【1月1日 AFP】キルギスの西の端にあるバトケン(Batken)州の小さな町カダムジャイ(Kadamjay)。白いスカーフをかぶり、伝統的な刺しゅうの入ったベルベットの上着を着たタシュカン・ハキモワさん(77)が、木製の糸巻き機を使って、キルギス伝統のじゅうたん作りに使う毛糸を紡ぐ。

 ハキモワさんの隣には、毛のかたまりを持った少女が座っている。

 毛糸は数百時間かけて、キルギス伝統のじゅうたんに変わっていく。

 じゅうたんを作れる人の数は減りつつあり、技術が途絶えてしまうことを懸念する人も多い。

 ハキモワさんはAFPに「私たちの親の世代が作り方を教えてくれたが、みんな忘れつつある」と話した。

 国連教育科学文化機関(UNESCO、ユネスコ)が、化繊素材の敷物の普及や若者が関心を失っていることから、キルギスじゅうたんの技術は「緊急に保護が必要」だと警告したこともある。

 旧ソ連時代に建てられたカダムジャイの文化会館では、約20人の「おばあちゃん(グランマ)」のグループ「ハッピーグランマ(Happy Grandmas)」が週に数回集まり、子どもたちにじゅうたん作りを教えている。

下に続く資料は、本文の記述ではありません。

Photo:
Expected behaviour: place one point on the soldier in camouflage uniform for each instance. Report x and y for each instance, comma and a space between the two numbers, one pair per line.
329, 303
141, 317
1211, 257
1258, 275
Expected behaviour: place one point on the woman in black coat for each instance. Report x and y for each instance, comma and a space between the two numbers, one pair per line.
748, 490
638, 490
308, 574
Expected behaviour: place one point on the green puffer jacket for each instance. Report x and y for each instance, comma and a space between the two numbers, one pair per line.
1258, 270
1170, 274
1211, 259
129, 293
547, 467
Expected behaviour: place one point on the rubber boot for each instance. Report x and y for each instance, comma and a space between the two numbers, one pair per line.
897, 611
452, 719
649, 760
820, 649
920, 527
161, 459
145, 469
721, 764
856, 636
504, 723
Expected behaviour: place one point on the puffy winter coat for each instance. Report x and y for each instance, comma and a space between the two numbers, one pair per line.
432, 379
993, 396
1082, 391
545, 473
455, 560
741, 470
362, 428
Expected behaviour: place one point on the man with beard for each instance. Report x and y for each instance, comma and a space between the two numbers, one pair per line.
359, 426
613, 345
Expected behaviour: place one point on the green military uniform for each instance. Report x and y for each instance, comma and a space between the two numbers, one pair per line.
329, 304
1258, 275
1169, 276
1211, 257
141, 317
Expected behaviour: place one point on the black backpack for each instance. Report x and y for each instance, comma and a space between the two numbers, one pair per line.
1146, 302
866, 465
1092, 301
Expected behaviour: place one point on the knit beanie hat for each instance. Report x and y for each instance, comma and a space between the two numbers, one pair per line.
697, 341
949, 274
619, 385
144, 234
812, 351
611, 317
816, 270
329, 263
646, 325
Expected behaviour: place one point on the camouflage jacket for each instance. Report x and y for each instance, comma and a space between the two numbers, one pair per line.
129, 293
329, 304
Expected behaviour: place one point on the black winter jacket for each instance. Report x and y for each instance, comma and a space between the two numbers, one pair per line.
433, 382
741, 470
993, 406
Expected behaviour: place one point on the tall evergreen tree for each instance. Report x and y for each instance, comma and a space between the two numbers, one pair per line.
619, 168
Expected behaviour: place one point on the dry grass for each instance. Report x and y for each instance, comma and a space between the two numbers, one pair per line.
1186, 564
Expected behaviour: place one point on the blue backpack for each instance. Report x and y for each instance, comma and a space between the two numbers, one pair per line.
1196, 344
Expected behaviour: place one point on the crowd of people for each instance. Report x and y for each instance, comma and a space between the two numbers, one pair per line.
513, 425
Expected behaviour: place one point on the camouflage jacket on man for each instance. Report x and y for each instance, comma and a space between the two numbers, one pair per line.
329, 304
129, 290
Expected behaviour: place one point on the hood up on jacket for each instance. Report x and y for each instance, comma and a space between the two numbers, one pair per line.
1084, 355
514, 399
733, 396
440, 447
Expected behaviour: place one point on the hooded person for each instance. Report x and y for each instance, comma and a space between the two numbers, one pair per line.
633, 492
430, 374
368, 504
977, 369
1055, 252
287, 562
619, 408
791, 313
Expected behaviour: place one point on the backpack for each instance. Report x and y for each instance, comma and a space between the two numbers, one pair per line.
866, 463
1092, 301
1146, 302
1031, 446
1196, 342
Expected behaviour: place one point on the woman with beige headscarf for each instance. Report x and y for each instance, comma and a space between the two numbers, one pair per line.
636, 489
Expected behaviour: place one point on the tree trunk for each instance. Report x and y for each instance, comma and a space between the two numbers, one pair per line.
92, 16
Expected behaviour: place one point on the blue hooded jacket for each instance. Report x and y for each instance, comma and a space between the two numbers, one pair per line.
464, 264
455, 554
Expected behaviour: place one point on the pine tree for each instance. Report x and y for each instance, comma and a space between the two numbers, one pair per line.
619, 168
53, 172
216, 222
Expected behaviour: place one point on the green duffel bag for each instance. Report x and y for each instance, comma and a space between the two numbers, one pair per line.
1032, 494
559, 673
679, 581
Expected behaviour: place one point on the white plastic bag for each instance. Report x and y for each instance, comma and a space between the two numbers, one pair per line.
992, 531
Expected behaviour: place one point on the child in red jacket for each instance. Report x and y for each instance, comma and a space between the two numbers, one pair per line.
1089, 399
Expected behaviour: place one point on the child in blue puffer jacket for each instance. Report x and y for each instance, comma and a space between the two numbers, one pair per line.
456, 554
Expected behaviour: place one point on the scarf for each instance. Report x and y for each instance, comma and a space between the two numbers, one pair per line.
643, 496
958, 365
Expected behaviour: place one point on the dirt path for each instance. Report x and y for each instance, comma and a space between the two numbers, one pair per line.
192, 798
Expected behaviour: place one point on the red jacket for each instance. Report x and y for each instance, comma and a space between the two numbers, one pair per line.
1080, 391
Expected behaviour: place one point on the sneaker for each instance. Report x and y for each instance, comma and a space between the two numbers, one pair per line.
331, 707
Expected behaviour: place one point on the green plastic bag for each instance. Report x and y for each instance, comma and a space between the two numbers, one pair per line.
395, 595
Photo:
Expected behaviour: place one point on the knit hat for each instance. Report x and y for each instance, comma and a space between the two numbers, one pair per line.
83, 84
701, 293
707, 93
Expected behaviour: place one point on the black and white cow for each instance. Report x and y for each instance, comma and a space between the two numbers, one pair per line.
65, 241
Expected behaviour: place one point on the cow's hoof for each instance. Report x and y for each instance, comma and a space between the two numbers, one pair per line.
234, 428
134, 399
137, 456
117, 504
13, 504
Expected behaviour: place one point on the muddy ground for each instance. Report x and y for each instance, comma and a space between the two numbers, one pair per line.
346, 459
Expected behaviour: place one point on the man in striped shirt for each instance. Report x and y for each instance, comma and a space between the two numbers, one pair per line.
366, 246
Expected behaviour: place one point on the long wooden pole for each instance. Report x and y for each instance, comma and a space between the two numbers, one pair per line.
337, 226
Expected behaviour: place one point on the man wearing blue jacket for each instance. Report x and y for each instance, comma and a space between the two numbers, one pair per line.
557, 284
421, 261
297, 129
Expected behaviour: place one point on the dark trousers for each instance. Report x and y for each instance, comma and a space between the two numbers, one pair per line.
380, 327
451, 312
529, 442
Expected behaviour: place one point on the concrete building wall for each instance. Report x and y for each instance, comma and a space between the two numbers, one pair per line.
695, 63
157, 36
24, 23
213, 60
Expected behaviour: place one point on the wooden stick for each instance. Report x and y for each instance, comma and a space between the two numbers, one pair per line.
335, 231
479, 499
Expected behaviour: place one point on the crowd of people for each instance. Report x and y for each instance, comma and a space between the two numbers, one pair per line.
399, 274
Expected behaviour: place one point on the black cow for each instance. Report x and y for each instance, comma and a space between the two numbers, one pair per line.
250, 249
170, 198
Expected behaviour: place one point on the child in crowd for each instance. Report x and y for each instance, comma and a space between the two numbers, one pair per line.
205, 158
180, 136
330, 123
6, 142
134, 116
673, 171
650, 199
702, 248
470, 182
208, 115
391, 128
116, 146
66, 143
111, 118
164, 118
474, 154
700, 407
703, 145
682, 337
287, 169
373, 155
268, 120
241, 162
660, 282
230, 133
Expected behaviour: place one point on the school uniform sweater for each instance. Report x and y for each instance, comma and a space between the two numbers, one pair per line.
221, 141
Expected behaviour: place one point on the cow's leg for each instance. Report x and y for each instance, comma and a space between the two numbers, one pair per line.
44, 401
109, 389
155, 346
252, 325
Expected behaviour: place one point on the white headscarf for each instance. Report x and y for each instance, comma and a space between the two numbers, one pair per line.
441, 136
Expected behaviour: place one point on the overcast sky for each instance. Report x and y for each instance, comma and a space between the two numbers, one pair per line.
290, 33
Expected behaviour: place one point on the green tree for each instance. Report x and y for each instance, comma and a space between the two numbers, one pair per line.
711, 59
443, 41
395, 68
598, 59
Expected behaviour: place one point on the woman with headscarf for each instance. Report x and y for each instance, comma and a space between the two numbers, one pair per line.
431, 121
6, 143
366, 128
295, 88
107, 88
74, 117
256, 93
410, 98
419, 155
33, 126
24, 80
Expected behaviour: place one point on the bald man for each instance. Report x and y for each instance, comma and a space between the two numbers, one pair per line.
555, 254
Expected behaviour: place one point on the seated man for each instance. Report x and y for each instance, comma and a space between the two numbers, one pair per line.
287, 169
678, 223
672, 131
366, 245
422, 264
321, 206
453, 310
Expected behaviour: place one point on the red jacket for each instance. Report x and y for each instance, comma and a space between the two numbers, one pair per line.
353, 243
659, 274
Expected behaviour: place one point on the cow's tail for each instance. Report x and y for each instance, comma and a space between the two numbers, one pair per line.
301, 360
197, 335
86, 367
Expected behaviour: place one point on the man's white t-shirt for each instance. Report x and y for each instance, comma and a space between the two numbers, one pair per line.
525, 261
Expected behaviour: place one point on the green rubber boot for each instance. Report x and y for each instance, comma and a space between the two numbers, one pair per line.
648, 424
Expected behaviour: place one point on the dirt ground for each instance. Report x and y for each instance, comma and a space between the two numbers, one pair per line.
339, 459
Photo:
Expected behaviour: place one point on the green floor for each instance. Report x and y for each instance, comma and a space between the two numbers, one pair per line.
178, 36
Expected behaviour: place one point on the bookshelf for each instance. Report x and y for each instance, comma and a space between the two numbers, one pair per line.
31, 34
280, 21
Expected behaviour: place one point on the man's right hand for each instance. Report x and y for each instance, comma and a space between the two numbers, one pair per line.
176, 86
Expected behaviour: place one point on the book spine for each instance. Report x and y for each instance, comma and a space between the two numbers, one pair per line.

「ここにいるのは、世代を超えて伝統技術が引き継がれていってほしいからだ」とハキモワさんは言う。

 ハッピーグランマの一人、ラハット・ゾロエワさんは「材料費はほぼ無料」だと話す。毛は飼っている牛や羊から刈って、何一つ無駄にしない。

 じゅうたんにはキルギスの遊牧民文化を思い起こさせる文様があしらわれる。

 アライ(Alay)山脈の合間に位置するカダムジャイは、キルギスでも最も貧しい地域にある。

 同じく「ハッピーグランマ」に所属するサリヤ・ボゾエワさんは、月々「約6000ソム(約9600円)の年金をもらっている」と話した。「じゅうたんは数百ユーロ(数万円)で売れるので、年金の足しになる」

 ハキモワさんと夫はかつて、カダムジャイの金属加工工場で働いていたが、工場が倒産したため、若者は他の場所で仕事を探さなくてはならなくなった。町には今も広大な工場の廃虚が残る。

 近年は隣国ウズベキスタンとの緊張が緩和されたことから、カダムジャイ周辺の観光振興や、地元経済の活性化の可能性が出てきた。また、伝統的なキルギスじゅうたんへの外国からの注目も高まっている。

「主に(首都の)ビシケクから、注文がたくさん入っている」「もうすぐ日本にも輸出する」とゾロエワさんはうれしそうに話した。